With the queen just behind him and Granny To just in front in her wheelchair, he heard the vicar and the psalms and songs, but he didn't listen. He hadn't thought about it for quite some time, but the queen was of course not his mother, because not only was she not sleeping, she was also far too old; apart from that, she had not given any sign of recognition. On one side of him sat Granny Sophia, on the other side Rudy from Rotterdam, the same age as himself. With one finger Rudy kept an elastic band pressed against his thigh which he kept stretching and letting go of with his other hand — until Paula, his mother, suddenly took it from him.

When it was finally over and he was walking behind the coffin between Onno and Sophia, along a narrow path between the graves, Quinten suddenly asked:

"Daddy?"

"Yes?"

"Why wasn't Mommy in that big advertisement in the paper?"
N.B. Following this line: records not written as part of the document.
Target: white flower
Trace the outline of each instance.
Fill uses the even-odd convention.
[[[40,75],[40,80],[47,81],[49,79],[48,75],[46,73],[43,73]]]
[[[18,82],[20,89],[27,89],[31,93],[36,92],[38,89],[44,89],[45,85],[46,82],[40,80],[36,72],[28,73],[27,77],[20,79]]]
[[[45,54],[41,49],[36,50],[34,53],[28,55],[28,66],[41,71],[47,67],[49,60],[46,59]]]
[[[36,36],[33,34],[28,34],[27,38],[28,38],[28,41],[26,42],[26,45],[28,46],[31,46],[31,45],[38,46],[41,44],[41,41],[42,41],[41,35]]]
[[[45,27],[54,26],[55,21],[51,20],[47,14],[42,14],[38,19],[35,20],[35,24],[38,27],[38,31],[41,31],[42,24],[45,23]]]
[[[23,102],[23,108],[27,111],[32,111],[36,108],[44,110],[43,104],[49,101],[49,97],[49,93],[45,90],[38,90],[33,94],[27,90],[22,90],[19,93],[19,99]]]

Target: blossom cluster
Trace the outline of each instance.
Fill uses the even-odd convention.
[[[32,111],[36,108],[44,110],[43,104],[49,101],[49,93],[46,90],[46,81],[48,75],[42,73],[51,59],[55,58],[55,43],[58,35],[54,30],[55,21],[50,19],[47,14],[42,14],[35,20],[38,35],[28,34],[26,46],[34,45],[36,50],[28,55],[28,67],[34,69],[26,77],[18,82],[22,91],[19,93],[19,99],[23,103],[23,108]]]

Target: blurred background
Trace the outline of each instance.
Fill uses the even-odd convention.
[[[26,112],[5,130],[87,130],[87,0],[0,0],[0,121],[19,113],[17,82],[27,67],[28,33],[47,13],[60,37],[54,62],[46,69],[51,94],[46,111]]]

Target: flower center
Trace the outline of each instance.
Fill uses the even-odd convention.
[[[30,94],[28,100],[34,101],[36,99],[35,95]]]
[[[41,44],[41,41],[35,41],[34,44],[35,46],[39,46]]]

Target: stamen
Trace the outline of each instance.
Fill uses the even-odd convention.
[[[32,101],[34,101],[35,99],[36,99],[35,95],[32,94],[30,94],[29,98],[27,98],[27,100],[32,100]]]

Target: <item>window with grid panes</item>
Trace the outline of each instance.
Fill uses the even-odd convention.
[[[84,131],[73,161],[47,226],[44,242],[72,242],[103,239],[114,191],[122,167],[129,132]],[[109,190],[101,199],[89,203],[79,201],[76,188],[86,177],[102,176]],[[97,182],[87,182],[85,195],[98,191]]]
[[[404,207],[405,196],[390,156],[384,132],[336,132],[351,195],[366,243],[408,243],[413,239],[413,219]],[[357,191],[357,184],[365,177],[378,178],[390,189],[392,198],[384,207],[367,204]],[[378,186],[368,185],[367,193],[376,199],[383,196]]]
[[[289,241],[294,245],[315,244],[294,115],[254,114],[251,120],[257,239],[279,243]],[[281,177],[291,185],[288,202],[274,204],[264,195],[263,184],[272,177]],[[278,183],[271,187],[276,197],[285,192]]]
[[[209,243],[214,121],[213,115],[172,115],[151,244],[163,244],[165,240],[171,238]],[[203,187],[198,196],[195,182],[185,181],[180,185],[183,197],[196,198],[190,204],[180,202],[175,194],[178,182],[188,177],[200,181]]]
Onno looked at him and didn't know immediately what to answer. He had thought long and hard about it and talked to Helga and Dol about it. Both of them thought that Ada should be included, even if she was unreachable; but in his view she was not "unreachable," because that implied the possibility of her being reached, and that simply didn't exist. Could you say of a vegetable that it was "unreachable"? His sister had called that "playing with words," but he had retorted that he obviously had a different view of both words and play. Only his mother-in-law had agreed with him; no one had thought of Quinten. Flustered, Onno glanced at Sophia. It was the second time in his life that Quinten had said something about Ada.

"We mustn't disturb Mama at all." He heard it coming from his own mouth, realizing at once that it contradicted his real motive.

"Will she wake up otherwise?"

Onno looked at Sophia, appealing for help.

"No, darling," she said. "She can't do that ever again."

Quinten nodded without saying anything.

The old village cemetery was far too small to fit everybody. When they stood in a semicircle around the grave, the queen now hand in hand with Granny To, the stationary line still wound its way back along the paths into the church. Many people were carrying bouquets — still more flowers: why flowers, of all things? Wouldn't stones be far better? While the prime minister outlined the inestimable services the deceased had rendered to the country, Quinten looked at the coffin with his hand in Onno's. It was flanked by the six men in black; against the wall of the cemetery, four ancient gentlemen stood in line, each with a colored ribbon in his buttonhole. Between the pine branches he saw the darkness of the hole into which Granddad would soon disappear forever.

"Daddy?" he whispered, when the prime minister had finished. He looked up: only then did he see that Onno's cheeks were covered in tears. He did not dare ask anything else, but Onno said in a hoarse voice:

"Yes?"

"I'd really like to see Mama."

Onno closed his eyes and nodded in silence.

At the age of four he had first said something about his mother; now he was almost twice as old. He did not even know anything about the accident; he also appeared to have forgotten that Ada's photograph was on the mantelpiece — no one had ever seen him looking at it. Everyone agreed that he should only go to see his mother accompanied by his father. A week later Onno got Mrs. Siliakus to cancel an appointment with Philips Laboratories; then she called the nursing home and on behalf of the minister of state requested that the drip feed be removed from Ada's nose temporarily the following afternoon. Although he still had very little time, he picked up Quinten from the castle, after which they drove at a hundred miles an hour down the provincial highway to Emmen. He still had a discussion with the management of the gas union in Groingen on his schedule; that evening he had to attend a state banquet in The Hague in honor of an African president whose name he had forgotten — without Helga, because concubines were not welcome at court.